Nvidia’s chief executive delivered a stark, short line that reframed the scale of the AI buildout: agentic artificial intelligence — systems that plan, call tools and act autonomously — now requires about 1,000% more compute than the generative models familiar to the public, Jensen Huang said in a live interview at ServiceNow’s Knowledge 2026 conference on May 5. The assertion comes as Nvidia’s market value sits near $4.8 trillion, underscoring why the company has become the focal point of a wider infrastructure race.

Huang’s remark draws a clear distinction between the “one-shot” token-processing of chat-style generative models and agentic systems that string together dozens of model calls, hundreds of tool invocations and thousands of intermediate tokens across minutes or hours. That multiplicative workload, he and industry observers say, is why hyperscale cloud providers have been rapidly escalating capital spending: the four largest cloud operators have publicly committed more than $200 billion in AI infrastructure capex for 2026 alone, much of it expected to flow into Nvidia-powered data centers.

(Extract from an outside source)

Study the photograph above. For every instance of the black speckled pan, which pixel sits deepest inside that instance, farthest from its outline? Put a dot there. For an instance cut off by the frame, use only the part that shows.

Nvidia’s latest financials already reflect AI-driven demand. The company reported fiscal 2026 revenue of $215.94 billion, a 65% year-on-year jump, with fourth-quarter revenue of $68.1 billion — up 73% — and guidance for roughly $78 billion in the next quarter. Management has cited roughly $1 trillion in confirmed AI chip demand visibility through 2027. Wall Street has responded by ratcheting up price targets: Bank of America’s Vivek Arya raised his Nvidia target to $300 from $275, citing an “agentic AI inflection point” and strong interest in Nvidia’s next-generation Blackwell and Vera Rubin systems.

ServiceNow’s chairman and CEO Bill McDermott, who shared the stage with Huang, offered a customer-side sketch of the potential economic lift: he projected ServiceNow could grow subscription revenue from about $16 billion this year to roughly $30 billion by 2030, a trajectory that would depend heavily on customers adopting agentic workflows to replace existing software. That yes-or-no decision by enterprise buyers underpins much of the capex being committed by clouds and outlines why data-center spending is being viewed as more structural than cyclical.

For investors and savers, the compute boom is already altering portfolio exposures. Nvidia accounts for a materially larger slice of broad U.S. indices than typical single companies did in prior decades; owning a plain S&P 500 fund now embeds a concentrated bet on a handful of AI-exposed names. The broader question for markets shifts from “will AI drive demand?” to “who will capture the revenue and margin upside” as compute intensity rises.

That question points beyond Nvidia to a network of suppliers and partners: memory makers such as Micron and SK Hynix, contract foundries including TSMC expanding capacity, networking and systems suppliers like Broadcom, and the less-visible firms supplying power, cooling and data-center infrastructure. Nvidia’s next earnings report, due later this month, and a wave of subsequent AI-adjacent results will be watched closely to see whether the agentic compute thesis — and the spending behind it — keeps pushing revenue and capex higher across the tech supply chain.